Les mésaventures du personnel de Dexia et de Fortis ne plaident évidemment pas en sa faveur. Pourtant, en dépit de ces accidents de parcours, l’actionnariat salarié est un phénomène qui se développe dans le monde entier avec une dominante historique aux Etats-Unis mais un fort courant en Europe également. Cela concerne évidemment les grandes sociétés, cotées en Bourse mais de plus en plus on pense aux PME.

" Le modèle est évidemment américain à l’origine. Il y a pris une tournure spécifique en 1974, avec la création de l’Esop, l’Employer stock ownership plan, explique Marc Mathieu, secrétaire général de la Fédération européenne de l’actionnariat salarié. Le système qui ne coûte pas un cent au salarié, lui permettait surtout de se constituer une retraite. Mais en outre, cela permet d’assurer la pérennité de l’entreprise ." On parle ici de sociétés de moins de 1 000 travailleurs. Les avantages fiscaux accordés vont très loin. Une entreprise peut être exonérée d’impôt à 100 % lorsque le personnel devient majoritaire dans le capital. Par contre le fisc se rattrape sur la taxation des dividendes. Les actions sont gérées par des fonds dédiés, des trusts qui se chargent des mouvements de titres, voire de la représentation du personnel en assemblée. Cela a aussi permis de développer une culture de la gestion d’entreprise, du risque de faillite ou de la transmission de la société. C’est une sorte de "leverage buy out" à long terme dont le trust est le principal acteur : " Le personnel devient progressivement, sur 30 ans, l’actionnaire principal de l’entreprise, sans avoir eu à débourser le moindre dollar ", insiste le président de la Fédération.

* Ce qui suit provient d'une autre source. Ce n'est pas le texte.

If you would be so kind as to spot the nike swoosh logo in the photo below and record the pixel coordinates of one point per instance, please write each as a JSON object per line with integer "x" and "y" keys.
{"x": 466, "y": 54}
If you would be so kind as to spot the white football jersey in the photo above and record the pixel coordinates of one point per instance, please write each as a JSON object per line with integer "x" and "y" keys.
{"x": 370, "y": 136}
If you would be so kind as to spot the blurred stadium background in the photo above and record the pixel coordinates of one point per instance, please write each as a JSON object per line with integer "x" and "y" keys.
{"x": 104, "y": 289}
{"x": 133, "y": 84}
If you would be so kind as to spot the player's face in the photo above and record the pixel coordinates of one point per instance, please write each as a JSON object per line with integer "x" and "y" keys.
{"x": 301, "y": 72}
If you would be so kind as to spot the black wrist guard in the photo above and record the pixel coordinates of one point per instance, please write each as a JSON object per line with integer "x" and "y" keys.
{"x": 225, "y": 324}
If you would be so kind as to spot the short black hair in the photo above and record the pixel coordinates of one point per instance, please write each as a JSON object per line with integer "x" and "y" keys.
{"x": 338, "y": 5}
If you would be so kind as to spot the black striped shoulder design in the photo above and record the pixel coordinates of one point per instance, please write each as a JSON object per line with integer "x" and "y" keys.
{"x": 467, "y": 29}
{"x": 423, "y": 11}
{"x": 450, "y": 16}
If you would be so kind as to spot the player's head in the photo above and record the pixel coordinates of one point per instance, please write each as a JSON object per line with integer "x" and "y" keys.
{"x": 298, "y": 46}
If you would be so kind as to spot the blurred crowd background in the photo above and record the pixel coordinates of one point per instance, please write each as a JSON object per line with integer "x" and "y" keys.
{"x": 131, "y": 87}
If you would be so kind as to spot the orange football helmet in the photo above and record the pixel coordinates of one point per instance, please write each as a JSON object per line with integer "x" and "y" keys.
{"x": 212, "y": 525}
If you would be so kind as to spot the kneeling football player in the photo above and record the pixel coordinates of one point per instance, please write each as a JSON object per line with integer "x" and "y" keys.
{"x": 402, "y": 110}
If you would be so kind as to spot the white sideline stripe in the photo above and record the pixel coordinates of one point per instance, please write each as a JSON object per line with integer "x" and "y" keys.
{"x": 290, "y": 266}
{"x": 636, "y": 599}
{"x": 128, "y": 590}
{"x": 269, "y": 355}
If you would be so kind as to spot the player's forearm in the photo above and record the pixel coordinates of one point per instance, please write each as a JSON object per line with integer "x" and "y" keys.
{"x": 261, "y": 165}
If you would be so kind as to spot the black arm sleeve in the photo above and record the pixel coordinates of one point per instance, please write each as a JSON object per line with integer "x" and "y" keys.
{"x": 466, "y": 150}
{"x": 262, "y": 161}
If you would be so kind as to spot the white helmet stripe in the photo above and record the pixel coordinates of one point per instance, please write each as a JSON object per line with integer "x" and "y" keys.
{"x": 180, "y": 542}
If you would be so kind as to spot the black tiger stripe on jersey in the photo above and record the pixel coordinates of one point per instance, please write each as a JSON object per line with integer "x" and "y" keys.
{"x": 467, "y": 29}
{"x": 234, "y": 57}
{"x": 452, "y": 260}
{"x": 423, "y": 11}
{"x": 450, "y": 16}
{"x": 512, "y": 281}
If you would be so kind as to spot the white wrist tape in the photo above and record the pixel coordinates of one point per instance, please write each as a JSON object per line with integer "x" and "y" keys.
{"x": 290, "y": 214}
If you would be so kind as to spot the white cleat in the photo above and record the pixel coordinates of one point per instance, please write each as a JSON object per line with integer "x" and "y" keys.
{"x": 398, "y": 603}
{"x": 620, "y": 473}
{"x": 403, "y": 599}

En Europe, c’est le général De Gaulle qui a incité les grandes entreprises françaises à ouvrir leur capital aux travailleurs. Mais le vrai moteur européen de l’actionnariat salarié, ce fut la Grande-Bretagne de Margaret Thatcher. " Elle y voyait évidemment un moyen de faciliter son programme de privatisations mais les libéraux britanniques avaient également constaté que depuis 1974, les entreprises américaines dans lesquelles le personnel est impliqué affichaient un indice de productivité nettement plus élevé, une motivation plus marquée du personnel et un taux d’absentéisme en baisse. Et cela se vérifie toujours, quel que soit le taux de participation au capital de l’entreprise ." Un taux de participation (déjà important) de 3 à 5 % dans les grandes entreprises cotées comme Total, suffit donc pour donner l’impulsion.

Les derniers mois de reprise boursière ont encore permis de constater que les entreprises à l’actionnariat salarié font mieux que les autres. Toutefois, une fois de plus, on reste cantonné aux grandes entreprises. " Sur 10 millions d’actionnaires salariés en Europe, 9 millions travaillent dans de grandes entreprises. Aux Etats-Unis, sur 27 millions de travailleurs actionnaires, 17 millions travaillent dans des majors et 10 millions dans des PME… L’Europe s’intéresse trop peu à ses PME. "

Et que dire alors de la Belgique ? " On aurait intérêt à repartir de zéro, soupire Marc Mathieu. En 2001, alors que Guy Verhofstadt était Premier ministre, on a rédigé un texte tellement compliqué qu’il a fait flop très rapidement. Seuls quelques pionniers très motivés comme Colruyt ou EVS ont décidé de passer… à l’action. En fin de compte, c’est le système des stock-options qui s’impose un peu par défaut. Pourtant, il existe toujours une mesure très simple qu’il suffirait de réactualiser : c’est le Monory-De Clercq de 1981, toujours en vigueur et qui permet d’acquérir pour 800 euros d’actions de son entreprise en déduction de ses impôts. Et pour les PME, on pourrait s’inspirer du système Esop. Mais pour cela, il faut une volonté politique qui n’existe pas, sans parler de l’opposition viscérale des syndicats à cette idée ." Il est vrai que Fortis et Dexia ont fait des dégâts, y compris sur le plan politique. Pourtant, certains y voient une vraie solution pour les PME.